The agency said the budget demonstrated commitment to fiscal consolidation and meeting its EU-IMF targets.
"The budget does not alter our negative outlook on Ireland's 'BBB+' rating, which has been in place since April," the agency said. "This reflects the risks to debt stabilisation, including risks to the economic recovery. Many years of consolidation, with very little room for slippage, will be needed to make Ireland's public debt sustainable."
Fitch said the economy would grow in 2012 but the euro zone debt crisis and possible recession in the region could endanger the country's recovery.

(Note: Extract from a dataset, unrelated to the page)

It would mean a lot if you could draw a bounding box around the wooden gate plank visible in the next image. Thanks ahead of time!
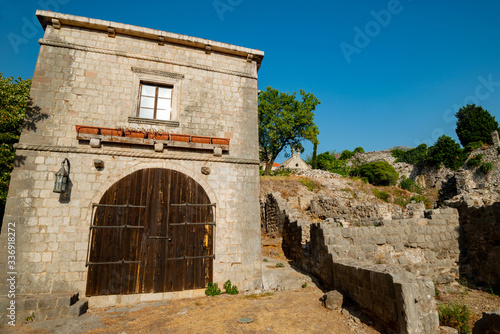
[86,169,214,296]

"We calculate that even a small but cumulative fiscal slippage of 0.5 per cent of GDP each year to 2015 would see Ireland's debt reach 121 per cent of GDP in 2015 and not stabilise. This would compare with a peak of 116 per cent of GDP in 2013 under our baseline assumptions," it said in a statement.
Minister for Finance Michael Noonan and Minister for Public Expenditure and Reform Brendan Howlin unveiled a page of measures for €3.8 billion in fiscal consolidation in a two-day Budget earlier this week.
The commitments given to the EU-IMF bailout programme gives Ireland until 2015 to cut the deficit to 5 per cent of gross domestic product. The Government's deficit target for 2012 is 8.6 per cent of GDP.